This past Friday I went to the opening for one of my Twitter Artist Connections at Gallery @ Second in Harrisburg, PA. David Pringle is a photographer with a particular fondness for architectural landscapes (one of my favorite subjects.)
Many of the images he exhibited were from Eastern State Penitentiary in Philadelphia. (You may have heard of it on a show about Al Capone or possibly some ghost related program.) There is fantastic lighting and a lot of peeling paint and rusty metal in these, so you know these are my favorites. He also plays a lot with the focus in these, sometimes choosing to leave much of the photo blurry to highlight one point of a shard of glass.

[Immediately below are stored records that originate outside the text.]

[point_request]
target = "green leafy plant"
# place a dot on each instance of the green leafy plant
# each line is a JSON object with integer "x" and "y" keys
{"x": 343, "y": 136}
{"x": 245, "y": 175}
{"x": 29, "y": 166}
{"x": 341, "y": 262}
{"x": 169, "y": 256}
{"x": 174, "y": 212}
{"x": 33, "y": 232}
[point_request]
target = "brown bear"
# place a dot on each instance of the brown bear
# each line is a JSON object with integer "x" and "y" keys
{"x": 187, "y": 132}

Some of the other photos in the exhibition featured places in Harrisburg, Ohio, West Virginia, and California, and these had a different from the Penitentiary photos. Rotting barns, ethereal trees, and foggy bridges are the subjects here.

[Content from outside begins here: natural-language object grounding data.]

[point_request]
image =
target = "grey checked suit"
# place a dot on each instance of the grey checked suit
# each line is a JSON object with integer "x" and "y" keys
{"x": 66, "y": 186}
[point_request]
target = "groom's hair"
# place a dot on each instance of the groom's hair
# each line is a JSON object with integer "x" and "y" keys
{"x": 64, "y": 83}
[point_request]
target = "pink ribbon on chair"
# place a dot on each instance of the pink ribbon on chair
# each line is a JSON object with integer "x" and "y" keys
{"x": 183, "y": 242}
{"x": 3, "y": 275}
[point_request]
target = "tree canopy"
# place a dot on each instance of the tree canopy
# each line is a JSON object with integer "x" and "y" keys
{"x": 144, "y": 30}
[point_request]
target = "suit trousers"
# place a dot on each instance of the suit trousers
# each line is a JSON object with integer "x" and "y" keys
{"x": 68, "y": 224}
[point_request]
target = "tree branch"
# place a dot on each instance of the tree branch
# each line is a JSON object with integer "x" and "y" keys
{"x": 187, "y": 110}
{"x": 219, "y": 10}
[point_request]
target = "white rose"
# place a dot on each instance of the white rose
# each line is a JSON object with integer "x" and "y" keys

An interesting thing about these photos is how they were printed and his artist’s statement provided an explanation of the different techniques. Some were metal prints (printed directly onto treated aluminum,) some were giclees (printed onto canvas,) and others were glass prints (printed directly onto treated glass with a backing material behind it.)

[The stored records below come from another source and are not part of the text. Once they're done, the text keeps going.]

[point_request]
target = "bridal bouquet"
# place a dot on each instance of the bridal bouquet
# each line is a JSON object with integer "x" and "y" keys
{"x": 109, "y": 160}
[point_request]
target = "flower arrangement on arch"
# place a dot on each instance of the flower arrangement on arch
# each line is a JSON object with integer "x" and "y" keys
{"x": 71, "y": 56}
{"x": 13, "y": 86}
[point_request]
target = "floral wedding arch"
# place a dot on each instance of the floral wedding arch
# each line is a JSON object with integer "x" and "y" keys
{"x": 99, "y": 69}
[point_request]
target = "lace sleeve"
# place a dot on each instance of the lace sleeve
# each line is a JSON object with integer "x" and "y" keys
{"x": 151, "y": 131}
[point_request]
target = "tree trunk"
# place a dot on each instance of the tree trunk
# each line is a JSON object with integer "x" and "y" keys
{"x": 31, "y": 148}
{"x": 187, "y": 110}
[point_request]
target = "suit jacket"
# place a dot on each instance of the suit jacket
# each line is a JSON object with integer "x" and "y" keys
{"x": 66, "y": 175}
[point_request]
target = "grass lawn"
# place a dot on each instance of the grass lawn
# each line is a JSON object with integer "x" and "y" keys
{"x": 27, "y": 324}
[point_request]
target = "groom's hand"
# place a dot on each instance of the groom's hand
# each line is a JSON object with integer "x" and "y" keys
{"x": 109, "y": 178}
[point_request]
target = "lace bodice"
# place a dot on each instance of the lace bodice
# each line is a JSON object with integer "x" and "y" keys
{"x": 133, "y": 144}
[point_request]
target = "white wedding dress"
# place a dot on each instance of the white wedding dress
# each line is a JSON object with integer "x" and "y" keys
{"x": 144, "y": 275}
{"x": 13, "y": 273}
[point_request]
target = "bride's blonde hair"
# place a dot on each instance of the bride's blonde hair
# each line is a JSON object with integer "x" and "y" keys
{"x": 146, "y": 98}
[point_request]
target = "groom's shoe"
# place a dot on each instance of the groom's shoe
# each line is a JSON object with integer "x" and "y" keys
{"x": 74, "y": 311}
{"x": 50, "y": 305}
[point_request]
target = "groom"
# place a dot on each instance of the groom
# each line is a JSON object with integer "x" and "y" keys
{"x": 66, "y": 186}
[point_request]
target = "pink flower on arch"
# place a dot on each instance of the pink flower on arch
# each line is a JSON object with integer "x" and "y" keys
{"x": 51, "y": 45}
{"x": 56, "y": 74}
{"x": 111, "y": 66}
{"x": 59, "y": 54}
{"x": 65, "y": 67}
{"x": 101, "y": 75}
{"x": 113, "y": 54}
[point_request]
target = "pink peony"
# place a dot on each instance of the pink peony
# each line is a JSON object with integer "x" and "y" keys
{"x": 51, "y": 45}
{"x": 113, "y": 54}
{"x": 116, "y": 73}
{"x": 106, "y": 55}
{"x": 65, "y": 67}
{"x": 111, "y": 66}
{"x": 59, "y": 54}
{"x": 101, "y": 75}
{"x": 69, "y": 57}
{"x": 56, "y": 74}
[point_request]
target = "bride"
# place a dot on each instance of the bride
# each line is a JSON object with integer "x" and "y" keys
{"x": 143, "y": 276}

But the most interesting technique were the ones that he transferred onto wood. I saw some of the process photos that he shared on Twitter, so I was interested to see how they came out. These photos showed the grain of the wood through the light parts of the image and came out with warm tones that made them seem much older than they are. They also came out more ethereal. (Unfortunately I don’t have a pic of these to show you.)
The gallery itself is pretty small and packed full of people – Third in the Burg was not an ideal time to enjoy the photos. His exhibition is running concurrently with the plein air paintings of Julie Riker and the second floor is packed salon style with the other artists the gallery represents. Gallery @ Second is open Thursday and Friday evenings and then Saturday and Sunday during the day. You’ll be able to appreciate each piece when there are less people jostling around I’m sure. The exhibition is up now through July 14th, 2012 and I highly suggest it if you are in the area.